"Letnan Na."
Ki Tae-jeong memanggil dengan nada penuh amarah.
"Brigadir, ini adalah masalah yang harus Anda waspadai lebih dari siapa pun."
"Jadi, kau mengatakan ini tanpa melapor dulu...."
"Apa ini?"
Sebuah suara gemetar dan lemah memotong kata-kata Ki Tae-jeong. Jika itu adalah Sehwa yang biasa, tindakan itu tidak akan terbayangkan.
"Apa-apaan ini, apa maksudnya...?"
Sehwa menatap kosong pada cetakan seukuran telapak tangan yang berkibar di depan matanya. Meskipun ia sudah gila, entah bagaimana ia berhasil meraih kertas itu karena pria yang duduk di seberangnya menggerakkan tubuhnya walau nampak kabur. Ia tidak bisa membiarkan orang itu mengambilnya darinya. Ia harus memeriksanya terlebih dahulu. Terkejut dengan Sehwa yang bergerak refleks dengan hanya mengandalkan naluri, Ki Tae-jeong yang sudah setengah berdiri seolah-olah akan menghampirinya kapan saja, tidak melakukan gerakan khusus. Yang ia lakukan hanyalah menatap langit-langit dan menghela napas keras beberapa kali.

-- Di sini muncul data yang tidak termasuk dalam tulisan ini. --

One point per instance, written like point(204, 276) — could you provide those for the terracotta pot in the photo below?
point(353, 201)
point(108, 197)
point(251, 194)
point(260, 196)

Dengan tangan yang gemetar seolah-olah sedang kejang, Sehwa membuka kertas tes itu. Jadi apa... yang harus ia katakan? Apa yang harus ia tanyakan pertama kali? Sehwa tidak mengerti apa maksud dari grafik dan angka-angka yang rumit itu, jadi ia hanya menatap kosong ke arah kertas itu.
"Aku tahu kau malu. Aku tidak ingin mengumumkannya secara tiba-tiba, tapi ini adalah saat yang sangat penting bagimu, Lee Sehwa."
Seketika... Sehwa melemparkan benda yang dipegangnya seolah-olah dia melihat sesuatu yang salah. Alhasil, benda itu melayang di udara seperti kupu-kupu dan mendarat dengan mulus di atas karpet. Khawatir sesuatu yang jatuh di bawah kakinya akan menyentuh tubuhnya, Sehwa menarik kakinya ke dada dan berjongkok.
"Bohong...."
Kata-kata yang bergumam bercampur dengan suara terengah-engah, sehingga sulit untuk dimengerti oleh sang pembicara, Sehwa. Itu sangat tidak masuk akal dan konyol sehingga ia tidak bisa berkata-kata. Tenggorokannya benar-benar tercekat.
"Itu bohong, kan?"
Ekspresi wajah Letnan Na, menggigit bibirnya seolah-olah dia menyesal telah berbicara lebih banyak.
"Omong kosong... Kenapa kau bercanda seperti itu? Jika kau seorang dokter militer, kau tidak seharusnya membuat lelucon."
Memang benar. Ini bukan lelucon yang membosankan. Ini bukan kebohongan. Tapi jika ia tidak menyangkalnya setidaknya. Setidaknya jika ia tidak marah. Itu bukan omong kosong. Sehwa benar-benar merasa seperti akan mati.
"Tuan Lee Sehwa, tenanglah. Pertama, dengarkan apa yang akan saya katakan dan Brigadir Jenderal...."
"... Letnan, keluar."
Ki Tae-jeong mengertakkan gigi dan mendorong tangan Letnan Na yang mencoba menepuk punggung Sehwa.
"Apa perintah atasanmu terdengar konyol? Seharusnya kau menjelaskan kondisinya. Siapa yang menyuruhmu berterus terang ketika aku bahkan belum pernah mendengarnya?"
Pak, hanya setelah Ki Tae-jeong mulai menggunakan kata-kata yang biasanya tidak dia gunakan, ia, Letnan Na, meluruskan postur tubuhnya.
"... Maafkan saya. Namun, Sehwa Lee, memiliki hak untuk mengetahui kebenarannya, dan perubahan yang tiba-tiba tidak baik untuk reputasinya..."
"Sial, kau tahu itu tidak baik, tapi kau masih akan memaksakan hasilnya dan membuat orang lain merasa tidak enak? Jadi, bagimu, Letnan, apakah Lee Sehwa terlihat baik sekarang? Beberapa saat yang lalu, kau mengatakan dengan mulutmu sendiri bahwa kau harus membayar obat flu. Apa menurutmu situasi ini, di mana kau bertanya-tanya apa dia akan mendengarkan meskipun kau memberinya obat penenang, begitu?"